# Lab 2: Building a Data Pipeline

**Introduction to Data Science & Engineering - Day 2**

| Duration | Difficulty | Framework | Exercises |
|---|---|---|---|
| 120 min | Intermediate | pandas, sqlite3 | 6 |

In this lab, you'll practice:

- Extracting data from multiple sources
- Implementing data quality assertions
- Building ETL transformations
- Modeling data into a star schema
- Loading into SQLite and Parquet
- Running analytical SQL queries

## Setup

In [None]:
import numpy as np
import pandas as pd
import sqlite3
import json
import os
from datetime import datetime, timedelta

pd.set_option('display.max_columns', None)
print("Libraries loaded successfully!")

## Part 1: Extract — Loading Data from Multiple Sources

In real pipelines, data comes from many sources. We'll simulate three: CSV, JSON, and a Python dictionary (representing an API response).

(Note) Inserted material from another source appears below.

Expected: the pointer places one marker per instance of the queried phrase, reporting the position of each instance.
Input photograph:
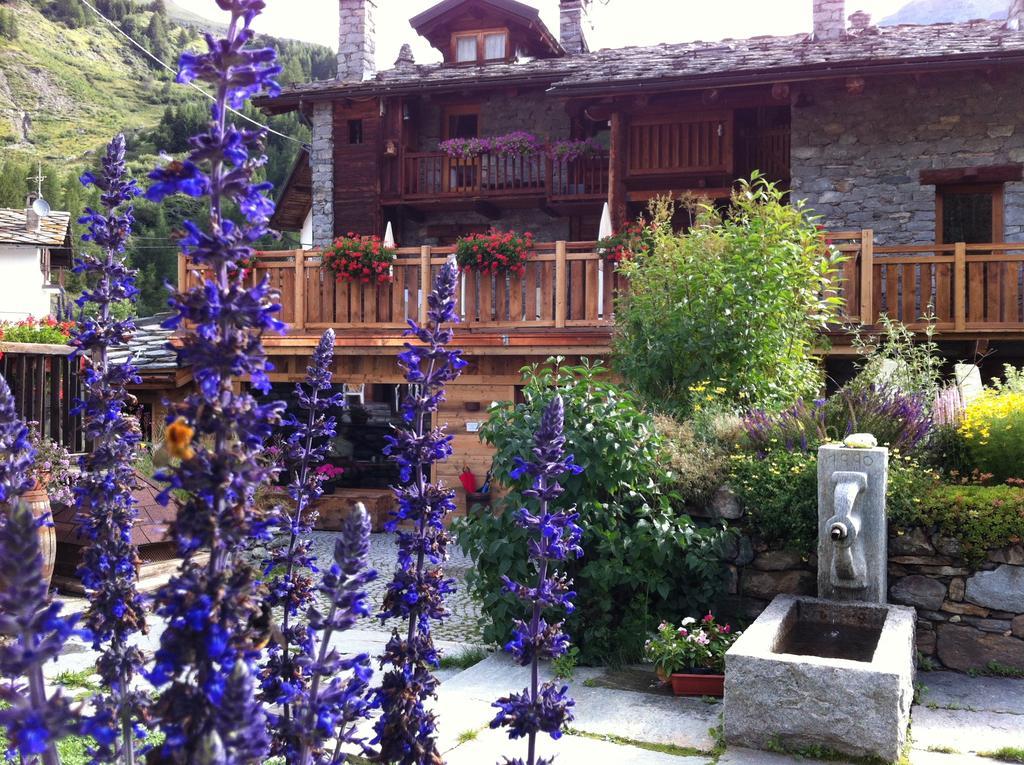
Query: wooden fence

### Exercise 1.1: Create and Extract Source Data

Run the four cells below to generate the source data you will work with throughout this lab.

In [None]:
# Source 1: Orders data (simulating CSV)
np.random.seed(42)
n_orders = 1500

start_date = datetime(2024, 1, 1)
order_dates = [start_date + timedelta(days=np.random.randint(0, 365)) for _ in range(n_orders)]

orders_data = {
    'order_id': range(1001, 1001 + n_orders),
    'customer_id': np.random.randint(1, 201, n_orders),
    'product_id': np.random.randint(1, 51, n_orders),
    'order_date': order_dates,
    'quantity': np.random.randint(1, 8, n_orders),
    'unit_price': np.round(np.random.uniform(10, 300, n_orders), 2),
    'discount_pct': np.random.choice([0, 5, 10, 15, 20], n_orders, p=[0.5, 0.2, 0.15, 0.1, 0.05]),
    'store_id': np.random.randint(1, 6, n_orders)
}

orders_df = pd.DataFrame(orders_data)

# Inject some quality issues
orders_df.loc[np.random.choice(orders_df.index, 30, replace=False), 'unit_price'] = np.nan
orders_df.loc[np.random.choice(orders_df.index, 10, replace=False), 'quantity'] = -1
orders_df.loc[np.random.choice(orders_df.index, 5, replace=False), 'customer_id'] = 999  # Invalid customer

print(f"Orders extracted: {len(orders_df)} rows")
orders_df.head()

In [None]:
# Source 2: Customer data (simulating JSON API response)
customers_json = {
    "customers": [
        {
            "customer_id": i,
            "name": f"Customer_{i:03d}",
            "email": f"customer{i}@email.com",
            "segment": np.random.choice(['Premium', 'Standard', 'Basic']),
            "join_date": (datetime(2020, 1, 1) + timedelta(days=np.random.randint(0, 1460))).strftime('%Y-%m-%d'),
            "city": np.random.choice(['Dublin', 'Cork', 'Galway', 'Limerick', 'Waterford']),
            "country": "Ireland"
        }
        for i in range(1, 201)
    ]
}

customers_df = pd.DataFrame(customers_json['customers'])
customers_df['join_date'] = pd.to_datetime(customers_df['join_date'])

print(f"Customers extracted: {len(customers_df)} rows")
customers_df.head()

In [None]:
# Source 3: Product catalog (simulating dict/API)
categories = ['Electronics', 'Clothing', 'Home & Garden', 'Books', 'Sports']
products = []
for i in range(1, 51):
    cat = categories[(i - 1) % len(categories)]
    products.append({
        'product_id': i,
        'product_name': f'{cat}_Item_{i:03d}',
        'category': cat,
        'brand': np.random.choice(['BrandA', 'BrandB', 'BrandC', 'BrandD']),
        'cost_price': round(np.random.uniform(5, 150), 2),
        'weight_kg': round(np.random.uniform(0.1, 20), 1)
    })

products_df = pd.DataFrame(products)
print(f"Products extracted: {len(products_df)} rows")
products_df.head()

In [None]:
# Source 4: Store reference data
stores_data = {
    'store_id': [1, 2, 3, 4, 5],
    'store_name': ['Dublin Central', 'Cork Main', 'Galway West', 'Online', 'Limerick Hub'],
    'store_type': ['Physical', 'Physical', 'Physical', 'Online', 'Physical'],
    'region': ['East', 'South', 'West', 'National', 'South']
}
stores_df = pd.DataFrame(stores_data)
print(f"Stores extracted: {len(stores_df)} rows")
stores_df

## Part 2: Validate — Data Quality Checks

Before transforming, validate source data quality.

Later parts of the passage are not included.